Chapter XII.—(29.) The Second Passage. Who May Be Said to Abstain from Every Evil Thing.
“They are in the habit of next quoting,” says he, “the passage: Every man is a liar.” 1486 But here again he offers no solution of words which are quoted against himself even by himself; all he does is to mention other apparently opposite passages before persons who are unacquainted with the sacred Scriptures, and thus to cast the word of God into conflict. This is what he says: “We tell them in answer, how in the book of Numbers it is said, Man is true. 1487 While of holy Job this eulogy is read: There was a certain man in the land of Ausis, whose name was Job; that man was true, blameless, righteous, and godly, abstaining from every evil thing.” 1488 I am surprised that he has brought forward this passage, which says that Job “abstained from every evil thing,” wishing it to mean “abstained from every sin;” because he has argued already 1489 that sin is not a thing, but an act.

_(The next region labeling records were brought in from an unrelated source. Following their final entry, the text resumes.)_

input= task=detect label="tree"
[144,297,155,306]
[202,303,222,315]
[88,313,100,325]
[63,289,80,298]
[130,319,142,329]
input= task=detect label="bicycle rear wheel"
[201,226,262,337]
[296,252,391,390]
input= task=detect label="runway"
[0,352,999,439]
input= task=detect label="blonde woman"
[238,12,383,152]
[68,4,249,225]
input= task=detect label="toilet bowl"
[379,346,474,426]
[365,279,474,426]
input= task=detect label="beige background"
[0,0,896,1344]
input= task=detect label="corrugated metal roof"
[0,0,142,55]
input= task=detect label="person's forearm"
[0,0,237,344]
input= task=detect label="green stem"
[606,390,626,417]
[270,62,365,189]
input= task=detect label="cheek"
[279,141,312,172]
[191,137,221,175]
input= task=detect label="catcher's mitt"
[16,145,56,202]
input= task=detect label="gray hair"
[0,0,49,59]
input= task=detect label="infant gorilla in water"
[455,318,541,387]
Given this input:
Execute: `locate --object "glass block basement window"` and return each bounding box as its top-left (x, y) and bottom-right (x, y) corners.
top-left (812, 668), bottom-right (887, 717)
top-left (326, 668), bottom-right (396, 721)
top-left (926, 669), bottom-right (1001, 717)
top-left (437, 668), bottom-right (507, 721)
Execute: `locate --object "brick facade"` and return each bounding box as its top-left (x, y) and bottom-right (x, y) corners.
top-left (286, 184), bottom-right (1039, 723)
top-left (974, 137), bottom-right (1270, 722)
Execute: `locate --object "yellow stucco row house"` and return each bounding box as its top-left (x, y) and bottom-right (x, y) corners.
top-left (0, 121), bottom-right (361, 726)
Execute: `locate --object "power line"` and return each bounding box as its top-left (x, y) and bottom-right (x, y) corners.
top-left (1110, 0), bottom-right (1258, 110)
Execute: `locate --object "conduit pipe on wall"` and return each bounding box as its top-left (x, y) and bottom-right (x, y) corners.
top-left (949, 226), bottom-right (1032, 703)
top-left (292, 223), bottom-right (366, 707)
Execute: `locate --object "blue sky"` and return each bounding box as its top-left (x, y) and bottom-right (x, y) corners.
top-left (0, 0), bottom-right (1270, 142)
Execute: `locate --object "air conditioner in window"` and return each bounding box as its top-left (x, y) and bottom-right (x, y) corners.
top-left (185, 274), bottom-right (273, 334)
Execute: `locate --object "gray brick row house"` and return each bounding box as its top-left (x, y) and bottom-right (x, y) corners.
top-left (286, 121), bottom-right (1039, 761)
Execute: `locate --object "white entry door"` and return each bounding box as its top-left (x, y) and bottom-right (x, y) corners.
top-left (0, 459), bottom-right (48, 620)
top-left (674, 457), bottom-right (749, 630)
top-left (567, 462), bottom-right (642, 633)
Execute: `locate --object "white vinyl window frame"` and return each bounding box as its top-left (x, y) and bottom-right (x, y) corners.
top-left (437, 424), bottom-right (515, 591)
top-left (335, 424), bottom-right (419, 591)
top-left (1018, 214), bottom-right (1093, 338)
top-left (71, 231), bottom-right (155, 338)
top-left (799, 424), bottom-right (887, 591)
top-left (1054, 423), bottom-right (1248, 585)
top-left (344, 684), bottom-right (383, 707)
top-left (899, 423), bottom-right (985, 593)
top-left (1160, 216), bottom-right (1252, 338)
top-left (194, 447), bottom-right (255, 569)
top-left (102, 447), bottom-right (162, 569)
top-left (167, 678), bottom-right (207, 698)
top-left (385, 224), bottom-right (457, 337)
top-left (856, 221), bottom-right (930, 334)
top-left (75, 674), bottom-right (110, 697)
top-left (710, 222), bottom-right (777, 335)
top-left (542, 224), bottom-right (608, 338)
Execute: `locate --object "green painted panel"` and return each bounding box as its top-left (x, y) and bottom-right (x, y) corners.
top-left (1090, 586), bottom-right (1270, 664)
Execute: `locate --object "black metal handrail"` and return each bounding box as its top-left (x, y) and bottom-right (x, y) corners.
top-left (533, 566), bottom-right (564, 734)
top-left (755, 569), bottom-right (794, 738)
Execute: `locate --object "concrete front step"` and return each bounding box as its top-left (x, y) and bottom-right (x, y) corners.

Let him recollect that, even if it is an act, it may still be called a thing. That man, however, abstains from every evil thing, who either never consents to the sin, which is always with him, or, if sometimes hard pressed by it, is never oppressed by it; just as the wrestling champion, who, although he is sometimes caught in a fierce grapple, does not for all that lose the prowess which constitutes him the better man. We read, indeed, of a man without blame, of one without accusation; but we never read of one without sin, except the Son of man, who is also the only-begotten Son of God.
If this refer to Num. 24:3, 15 (as the editions mark it), the quotation is most inexact. The Septuagint words ὸ ἀνθρωπος ὸ ἀληθινως ορῶν is not a proposition equal to “homo verax,” as an antithesis to the proposition “omnis homo mendax.”